On 19 June 2024, the AML Regulation (EU) 2024/1624, the AMLA Regulation (EU) 2014/1620 and the 6th AML Directive (EU) 2024/1640 were published in the Official Journal of the EU.
ALFI’s involvement in this important regulatory development started long before the final text was issued: our dedicated working groups engaged early on in the legislative process, providing the European Commission and other EU and national institutions with expert opinions and detailed feedback, particularly on aspects of the AML regulation impacting the fund sector.
One of the most significant benefits of the AML Package is the increased harmonisation of AML rules across Europe. Switching from a directive-based framework to a regulation ensures uniform implementation across member states. It will, above all, reduce inconsistencies, a paramount element to consider in the context of cross-border operations, which are particularly common in the Luxembourg fund industry.

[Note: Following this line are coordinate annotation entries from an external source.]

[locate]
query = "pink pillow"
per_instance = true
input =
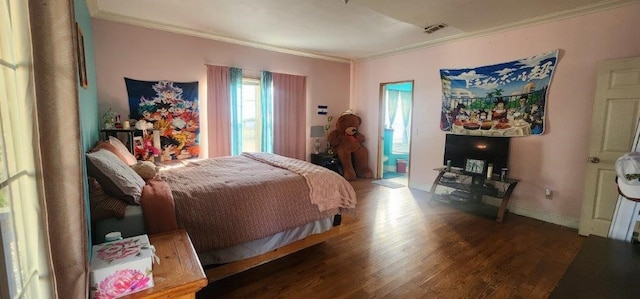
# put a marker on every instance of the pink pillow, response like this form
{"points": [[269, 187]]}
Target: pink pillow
{"points": [[107, 146], [123, 151]]}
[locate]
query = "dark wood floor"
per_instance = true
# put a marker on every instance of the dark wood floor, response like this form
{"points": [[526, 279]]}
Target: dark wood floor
{"points": [[402, 245]]}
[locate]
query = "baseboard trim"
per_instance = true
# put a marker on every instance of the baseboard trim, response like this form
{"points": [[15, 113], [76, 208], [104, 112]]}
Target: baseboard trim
{"points": [[539, 215]]}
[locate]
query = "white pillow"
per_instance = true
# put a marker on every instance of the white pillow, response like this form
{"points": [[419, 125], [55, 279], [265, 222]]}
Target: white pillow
{"points": [[123, 150], [115, 177]]}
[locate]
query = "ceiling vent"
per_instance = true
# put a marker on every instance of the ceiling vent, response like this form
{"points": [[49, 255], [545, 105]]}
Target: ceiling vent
{"points": [[434, 28]]}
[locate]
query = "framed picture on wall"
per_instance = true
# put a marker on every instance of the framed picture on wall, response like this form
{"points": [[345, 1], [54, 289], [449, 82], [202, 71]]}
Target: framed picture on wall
{"points": [[82, 66]]}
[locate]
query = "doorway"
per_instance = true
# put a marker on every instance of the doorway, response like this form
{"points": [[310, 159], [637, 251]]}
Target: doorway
{"points": [[394, 148], [616, 111]]}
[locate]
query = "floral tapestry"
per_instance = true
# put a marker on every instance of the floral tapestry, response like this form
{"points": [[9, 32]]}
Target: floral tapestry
{"points": [[506, 99], [172, 108]]}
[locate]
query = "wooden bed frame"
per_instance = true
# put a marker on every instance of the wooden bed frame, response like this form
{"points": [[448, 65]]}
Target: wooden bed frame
{"points": [[226, 270]]}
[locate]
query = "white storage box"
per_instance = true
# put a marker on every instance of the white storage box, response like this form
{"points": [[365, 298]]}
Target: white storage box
{"points": [[121, 267]]}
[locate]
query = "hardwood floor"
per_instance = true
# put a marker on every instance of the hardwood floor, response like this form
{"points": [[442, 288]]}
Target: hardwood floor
{"points": [[403, 245]]}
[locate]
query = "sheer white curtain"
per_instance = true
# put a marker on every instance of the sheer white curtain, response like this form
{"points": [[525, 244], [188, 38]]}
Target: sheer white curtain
{"points": [[289, 115]]}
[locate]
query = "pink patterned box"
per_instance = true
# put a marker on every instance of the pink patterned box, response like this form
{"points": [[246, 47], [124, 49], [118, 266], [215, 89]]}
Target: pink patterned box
{"points": [[121, 267]]}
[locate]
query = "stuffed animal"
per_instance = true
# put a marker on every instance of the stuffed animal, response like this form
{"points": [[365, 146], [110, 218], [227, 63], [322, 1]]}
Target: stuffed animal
{"points": [[347, 143], [146, 169]]}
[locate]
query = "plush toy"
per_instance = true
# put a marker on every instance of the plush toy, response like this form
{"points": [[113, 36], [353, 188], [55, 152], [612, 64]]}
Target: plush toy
{"points": [[146, 169], [347, 143]]}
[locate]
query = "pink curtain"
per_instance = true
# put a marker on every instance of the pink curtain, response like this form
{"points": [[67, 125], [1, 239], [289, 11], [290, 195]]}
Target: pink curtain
{"points": [[289, 115], [218, 111]]}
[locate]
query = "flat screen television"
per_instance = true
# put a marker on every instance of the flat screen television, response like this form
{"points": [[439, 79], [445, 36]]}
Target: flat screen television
{"points": [[495, 150]]}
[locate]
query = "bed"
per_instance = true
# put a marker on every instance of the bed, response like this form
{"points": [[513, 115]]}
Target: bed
{"points": [[239, 209]]}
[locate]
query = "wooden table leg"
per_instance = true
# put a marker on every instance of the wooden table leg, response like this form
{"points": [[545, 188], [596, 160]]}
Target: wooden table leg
{"points": [[505, 202]]}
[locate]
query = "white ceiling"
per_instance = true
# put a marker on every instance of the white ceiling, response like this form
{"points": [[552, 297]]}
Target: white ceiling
{"points": [[335, 30]]}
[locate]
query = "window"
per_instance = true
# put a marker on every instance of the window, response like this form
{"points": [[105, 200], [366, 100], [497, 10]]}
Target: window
{"points": [[24, 269], [251, 122]]}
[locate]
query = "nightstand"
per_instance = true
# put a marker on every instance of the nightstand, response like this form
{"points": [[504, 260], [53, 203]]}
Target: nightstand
{"points": [[329, 161], [132, 132]]}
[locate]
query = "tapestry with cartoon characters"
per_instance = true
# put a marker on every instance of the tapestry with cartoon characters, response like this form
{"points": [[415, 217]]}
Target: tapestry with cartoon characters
{"points": [[506, 99], [172, 108]]}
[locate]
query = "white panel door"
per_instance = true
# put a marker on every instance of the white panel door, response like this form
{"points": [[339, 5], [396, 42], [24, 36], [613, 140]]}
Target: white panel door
{"points": [[615, 114]]}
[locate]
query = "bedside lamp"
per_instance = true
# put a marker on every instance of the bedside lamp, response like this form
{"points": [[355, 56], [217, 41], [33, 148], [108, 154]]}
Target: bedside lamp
{"points": [[317, 132]]}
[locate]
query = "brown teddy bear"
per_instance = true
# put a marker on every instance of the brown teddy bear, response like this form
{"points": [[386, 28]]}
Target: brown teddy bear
{"points": [[347, 143]]}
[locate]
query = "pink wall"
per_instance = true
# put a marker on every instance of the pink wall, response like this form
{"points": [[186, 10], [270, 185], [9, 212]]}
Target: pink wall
{"points": [[555, 159], [145, 54]]}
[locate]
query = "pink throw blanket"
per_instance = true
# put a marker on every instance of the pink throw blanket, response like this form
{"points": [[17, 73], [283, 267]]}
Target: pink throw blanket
{"points": [[327, 189], [229, 200]]}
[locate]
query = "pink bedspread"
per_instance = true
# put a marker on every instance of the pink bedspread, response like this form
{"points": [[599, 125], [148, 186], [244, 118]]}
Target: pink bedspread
{"points": [[228, 200]]}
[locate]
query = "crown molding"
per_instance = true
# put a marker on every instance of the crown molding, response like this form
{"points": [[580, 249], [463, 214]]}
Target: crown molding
{"points": [[95, 12], [566, 14], [98, 14]]}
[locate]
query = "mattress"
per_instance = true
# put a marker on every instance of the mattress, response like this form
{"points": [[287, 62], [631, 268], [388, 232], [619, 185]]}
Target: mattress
{"points": [[257, 247]]}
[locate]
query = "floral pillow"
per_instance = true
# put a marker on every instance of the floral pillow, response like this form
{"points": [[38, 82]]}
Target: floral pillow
{"points": [[129, 158], [115, 177], [102, 204]]}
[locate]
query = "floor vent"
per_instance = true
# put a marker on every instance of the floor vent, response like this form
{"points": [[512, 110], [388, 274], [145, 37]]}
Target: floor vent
{"points": [[434, 28]]}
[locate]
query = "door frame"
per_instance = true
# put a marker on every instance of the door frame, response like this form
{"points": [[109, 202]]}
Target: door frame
{"points": [[382, 118], [601, 159]]}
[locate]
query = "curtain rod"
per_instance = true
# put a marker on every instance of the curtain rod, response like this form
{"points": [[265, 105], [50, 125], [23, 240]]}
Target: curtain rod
{"points": [[245, 69], [206, 64]]}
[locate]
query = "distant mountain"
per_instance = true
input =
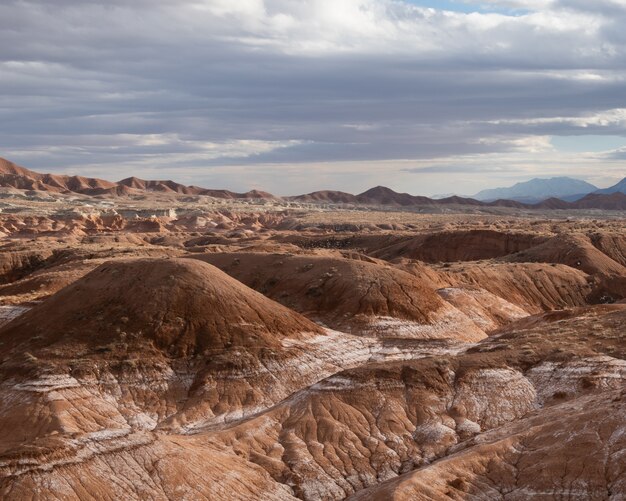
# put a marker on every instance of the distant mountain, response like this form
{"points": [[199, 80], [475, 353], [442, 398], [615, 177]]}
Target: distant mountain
{"points": [[381, 195], [612, 201], [537, 190], [325, 196], [16, 177], [617, 188]]}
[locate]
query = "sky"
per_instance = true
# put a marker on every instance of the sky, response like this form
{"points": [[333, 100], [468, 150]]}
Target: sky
{"points": [[292, 96]]}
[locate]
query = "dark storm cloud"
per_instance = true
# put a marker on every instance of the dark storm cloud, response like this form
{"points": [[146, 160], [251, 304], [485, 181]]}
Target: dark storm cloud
{"points": [[210, 83]]}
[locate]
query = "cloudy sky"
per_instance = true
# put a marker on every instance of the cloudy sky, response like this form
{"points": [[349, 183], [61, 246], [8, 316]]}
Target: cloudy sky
{"points": [[293, 96]]}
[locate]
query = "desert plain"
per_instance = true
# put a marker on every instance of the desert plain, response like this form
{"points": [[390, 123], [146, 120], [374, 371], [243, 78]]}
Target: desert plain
{"points": [[161, 345]]}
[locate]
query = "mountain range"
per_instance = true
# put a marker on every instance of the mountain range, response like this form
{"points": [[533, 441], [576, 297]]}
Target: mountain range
{"points": [[613, 198], [537, 190]]}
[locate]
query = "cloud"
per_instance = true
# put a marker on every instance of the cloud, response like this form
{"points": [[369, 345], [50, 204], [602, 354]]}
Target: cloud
{"points": [[189, 85]]}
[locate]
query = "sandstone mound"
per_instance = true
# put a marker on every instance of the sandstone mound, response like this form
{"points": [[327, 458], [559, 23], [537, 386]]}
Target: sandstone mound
{"points": [[348, 294], [372, 423], [183, 306], [534, 287], [576, 251], [177, 343], [459, 245], [532, 459]]}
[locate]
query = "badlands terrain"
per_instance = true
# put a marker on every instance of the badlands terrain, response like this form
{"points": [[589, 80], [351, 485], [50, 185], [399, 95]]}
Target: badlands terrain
{"points": [[204, 345]]}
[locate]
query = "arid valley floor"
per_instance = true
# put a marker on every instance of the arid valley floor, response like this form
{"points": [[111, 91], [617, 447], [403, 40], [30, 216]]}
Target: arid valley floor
{"points": [[170, 346]]}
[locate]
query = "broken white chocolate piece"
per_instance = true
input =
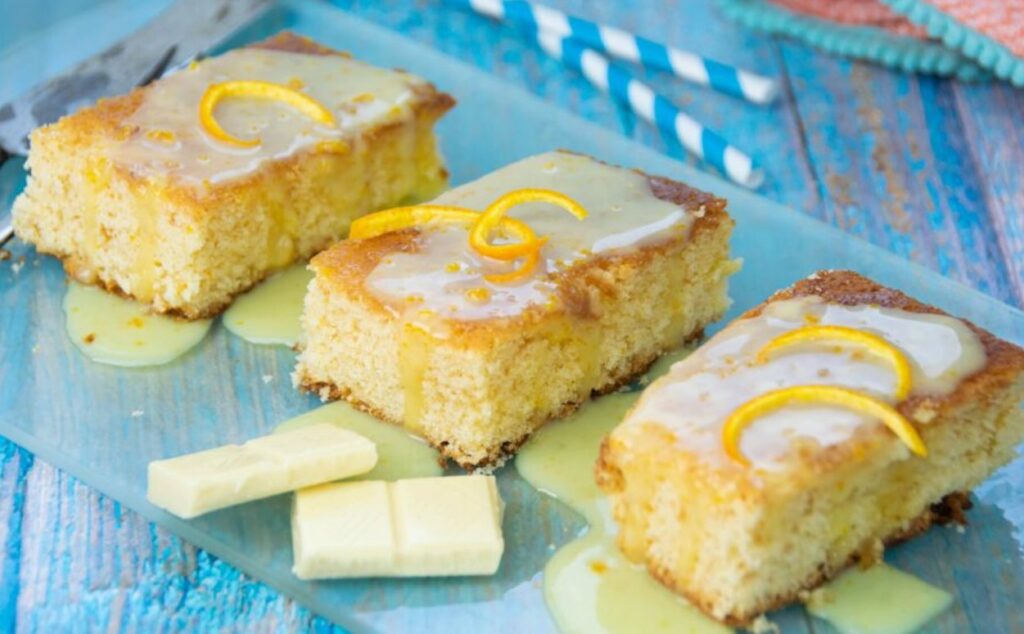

Luxembourg’s legal framework is largely aligned with most of the new requirements, thanks to the hard work put in place by the competent authorities and the private sector over the last years, as acknowledged by the recent FATF mutual evaluation report. However, some adjustments will still be necessary at national level. This will involve updating national laws, regulations and circulars. For example, the AML law of 12 November 2004 as well as the law of 13 January 2019 on the Beneficial Owner Register will need to be adapted.
In particular, the provisions related to Beneficial Ownership are among those causing concern for the industry.
Luxembourg’s legal framework is largely aligned with most of the new requirements, thanks to the hard work put in place by the competent authorities and the private sector over the last years, as acknowledged by the recent FATF mutual evaluation report.
One of these is article 67 of the AML Regulation, which requires certain medium-high or high-risk non-EU legal entities to submit, in certain circumstances defined by the regulation, beneficial ownership information to a central register in a Member State. This provision creates uncertainty among the Luxembourg fund industry, where many stakeholders deal daily with non-EU Entities and are aware of the difficulties they might be facing in requiring the registration of such information. The industry fears that this could reduce the EU market’s competitiveness, as some entities might prefer jurisdictions with a lighter regulatory approach. ALFI is committed to continue addressing this matter in upcoming consultations and advocating for a more flexible approach for the investment fund sector.
Another novelty in the AML Regulation is the presence of a provision (Article 61) expressly dedicated to the identification of the UBO of the UCIs. Unlike article 51, which outlines two alternative conditions (ownership and control) to identify the beneficial owner of legal entities, article 61 introduces an additional alternative category for UCIs: natural persons having the ability to define or influence the investment policy. While this may not significantly impact the current market practice in Luxembourg, the practical application of the provision will depend on the upcoming RTS.
ALFI will also advocate for flexibility with regard to Article 24 of the AMLR, which imposes a delay of 14 calendar days to report the discrepancies in beneficial ownership information. The delay is in fact very short, especially considering that the entities need to accompany their reports with information they have obtained indicating the discrepancy, the persons whom they consider to be the beneficial owners and, where applicable, the nominee shareholders and nominee directors along with the reasons for their designation.
Another area of focus for the investment funds industry to be watched closely, in view of the upcoming RTS, is Article 11 of the AMLR which requires obliged entities to appoint one member of the management body in its management function as compliance manager. This might create some difficulties in the Luxembourg fund market, where it is common practice for the board of directors to act collectively as RR or compliance manager. ALFI will advocate for a flexible interpretation of this provision. In this context, it is also to be noted that further clarification is expected as to the possibility for the Compliance Officer or RC to delegate tasks to service providers.
The points outlined above, along with several other key issues, still require clarification and further detail. Over the coming years, AMLA, EBA, and other EU bodies are expected to issue approximately 70 RTS. Only then will the full impact of these legislative changes on the Luxembourg fund industry be assessable.
Now, more than ever, it is crucial for the industry to contribute with its insights and engage fully in the upcoming consultations to ensure that its interests are well represented.
ALFI’s work on the AML Package is far from over. We are actively addressing the main advocacy priorities and have already participated in key discussions, such as the EBA Roundtable on 24 October 2024. Now, more than ever, it is crucial for the industry to contribute with its insights and engage fully in the upcoming consultations to ensure that its interests are well represented.